Storia Che Passione
Accadde oggi: 25 febbraio

Accadde oggi: 25 febbraio

Almanacco del 25 febbraio, anno 1986: nelle Filippine crolla il ventennale regime militare di Ferdinand Marcos. È la Rivoluzione del Rosario (internazionalmente nota anche come Rivoluzione EDSA o Rivoluzione del Potere Popolare). Il 25 febbraio dell’86 non indicò per il paese asiatico un momento di rottura improvviso. Al contrario fu il culmine di una lunga, lunghissima vicenda, fatta di violenza, protesta, repressione e reazione, di squilibri socio-politici e incapacità di governo. Questi alcuni dei fattori che causarono la caduta di uno dei regimi dittatoriali più in vista del XX secolo.

Accadde oggi: 25 febbraio

Democraticamente eletto nel 1965, il nazionalista Ferdinand Marcos ricoprì la carica di presidente delle Filippine per un periodo di tempo lunghissimo, infrangendo i limiti imposti dalla costituzione repubblicana e avvalendosi del sostegno militare, oltre che religioso. Il primo mandato, della durata quadriennale, terminò nel 1969 ma vinse nuovamente le elezioni grazie all’ascendente che esercitava sugli apparati “vitali” in seno allo Stato (industria, esercito e chiesa).

Avvicinandosi al termine del secondo e, almeno sulla carta, ultimo mandato, Marcos annusò l’odore della sconfitta. Nel 1972 agì di conseguenza: impose la legge marziale, schierò l’esercito a lui fedele, sciolse il parlamento, dichiarò illegali tutti gli altri partiti politici all’infuori del suo e assunse i pieni poteri. Un golpe di tutto rispetto, che lo pose saldamente al vertice delle Filippine per almeno altri 14 anni.

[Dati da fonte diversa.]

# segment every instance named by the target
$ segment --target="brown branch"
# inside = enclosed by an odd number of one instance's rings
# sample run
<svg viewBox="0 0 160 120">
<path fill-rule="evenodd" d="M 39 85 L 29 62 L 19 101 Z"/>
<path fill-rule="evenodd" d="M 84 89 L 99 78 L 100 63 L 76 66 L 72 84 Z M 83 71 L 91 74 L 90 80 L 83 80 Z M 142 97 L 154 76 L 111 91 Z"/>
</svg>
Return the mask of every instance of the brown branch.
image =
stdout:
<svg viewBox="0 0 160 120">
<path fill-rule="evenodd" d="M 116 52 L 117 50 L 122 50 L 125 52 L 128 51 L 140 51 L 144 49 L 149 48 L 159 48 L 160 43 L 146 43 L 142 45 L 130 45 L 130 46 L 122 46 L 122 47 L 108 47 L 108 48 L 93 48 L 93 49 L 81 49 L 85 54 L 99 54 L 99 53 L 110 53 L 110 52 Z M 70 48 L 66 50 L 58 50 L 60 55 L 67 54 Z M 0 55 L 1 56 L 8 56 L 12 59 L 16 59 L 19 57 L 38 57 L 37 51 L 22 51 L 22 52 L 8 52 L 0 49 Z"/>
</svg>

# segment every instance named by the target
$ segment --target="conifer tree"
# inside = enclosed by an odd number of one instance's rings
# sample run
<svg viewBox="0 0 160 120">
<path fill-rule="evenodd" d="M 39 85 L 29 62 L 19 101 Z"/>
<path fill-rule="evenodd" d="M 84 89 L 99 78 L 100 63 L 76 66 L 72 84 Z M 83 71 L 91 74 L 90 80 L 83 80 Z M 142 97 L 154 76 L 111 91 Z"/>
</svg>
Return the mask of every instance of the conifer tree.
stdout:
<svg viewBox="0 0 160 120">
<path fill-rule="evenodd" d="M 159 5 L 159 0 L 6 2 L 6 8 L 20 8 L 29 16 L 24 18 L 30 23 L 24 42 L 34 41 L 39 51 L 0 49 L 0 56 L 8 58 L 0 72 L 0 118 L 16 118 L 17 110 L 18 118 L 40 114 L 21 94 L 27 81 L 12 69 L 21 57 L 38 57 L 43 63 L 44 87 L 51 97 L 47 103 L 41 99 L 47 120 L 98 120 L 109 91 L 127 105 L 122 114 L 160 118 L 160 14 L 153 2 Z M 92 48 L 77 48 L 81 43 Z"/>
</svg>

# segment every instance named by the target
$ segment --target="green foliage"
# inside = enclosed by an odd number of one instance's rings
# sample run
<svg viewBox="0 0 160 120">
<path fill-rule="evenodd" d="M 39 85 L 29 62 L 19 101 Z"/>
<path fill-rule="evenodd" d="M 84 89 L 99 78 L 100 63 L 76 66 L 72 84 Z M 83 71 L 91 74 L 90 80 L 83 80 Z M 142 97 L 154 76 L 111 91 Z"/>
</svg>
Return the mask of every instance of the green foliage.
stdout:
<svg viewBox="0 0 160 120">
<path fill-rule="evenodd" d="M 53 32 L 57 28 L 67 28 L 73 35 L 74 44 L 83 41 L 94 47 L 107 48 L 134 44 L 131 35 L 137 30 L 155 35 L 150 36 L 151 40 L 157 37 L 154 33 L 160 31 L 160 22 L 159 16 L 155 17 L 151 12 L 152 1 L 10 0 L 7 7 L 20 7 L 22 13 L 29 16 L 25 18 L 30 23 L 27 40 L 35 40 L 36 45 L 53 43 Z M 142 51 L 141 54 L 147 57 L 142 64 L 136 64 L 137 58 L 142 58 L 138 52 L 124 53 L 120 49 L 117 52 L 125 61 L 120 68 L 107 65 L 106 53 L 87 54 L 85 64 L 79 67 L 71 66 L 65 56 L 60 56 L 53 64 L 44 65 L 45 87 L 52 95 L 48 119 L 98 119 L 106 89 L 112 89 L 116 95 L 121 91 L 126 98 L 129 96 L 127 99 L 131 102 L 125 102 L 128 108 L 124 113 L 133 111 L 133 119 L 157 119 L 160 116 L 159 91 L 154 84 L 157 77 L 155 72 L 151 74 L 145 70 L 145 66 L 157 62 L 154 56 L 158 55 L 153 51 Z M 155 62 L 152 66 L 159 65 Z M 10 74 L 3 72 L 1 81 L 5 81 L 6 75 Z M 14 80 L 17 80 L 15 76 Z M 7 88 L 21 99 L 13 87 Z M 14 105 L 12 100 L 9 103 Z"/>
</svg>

25 febbraio Ferdinand Marcos

L’opposizione, seppur clandestina e in larga parte in esilio, scelse come rappresentante un giornalista, nonché attivista e politico d’estrazione liberale: Benigno Aquino Jr. detto Ninoy. Quando all’inizio degli anni ’80 la legge marziale fu abolita dal governo filippino, il leader dell’opposizione pensò che fosse giunto il tempo di tornare nel suo paese natale e combattere per delle libere elezioni. A malapena toccò con piede il suolo di Manila che venne freddato. Da chi e secondo quali modalità è ancora oggi un mistero. Qualcuno, più di qualcuno, accusò Marcos di essere il mandante dell’omicidio. Non un’ipotesi azzardata…

A quel punto la situazione nelle Filippine si fece incandescente, sotto ogni punto di vista. L’autorità ecclesiastica si pronunciò contro il regime dittatoriale, fomentando la folla a sollevarsi. Alcuni vertici militari si discostarono dal presidente Marcos. Come se non bastasse, il dittatore si ritrovò ancor più isolato dopo aver perso il tradizionale appoggio degli Stati Uniti d’America (sempre in ottica anti-comunista).

25 febbraio Corazon Aquino

Alla disastrosa equazione si aggiunsero due pesi da novanta, uno economico e l’altro squisitamente politico. Per quanto riguarda la situazione economica, ci basti sapere che povertà latente, corruzione e calo dei prezzi delle materie prime sul mercato assestarono al regime un durissimo colpo. Poi l’opposizione politica, guidata da Corazon Aquino, moglie del defunto Ninoy, si rinvigorì come mai prima di quel momento. I presupposti per un’insurrezione popolare ci furono tutti. È così che si giunse alla sopracitata Rivoluzione del Rosario.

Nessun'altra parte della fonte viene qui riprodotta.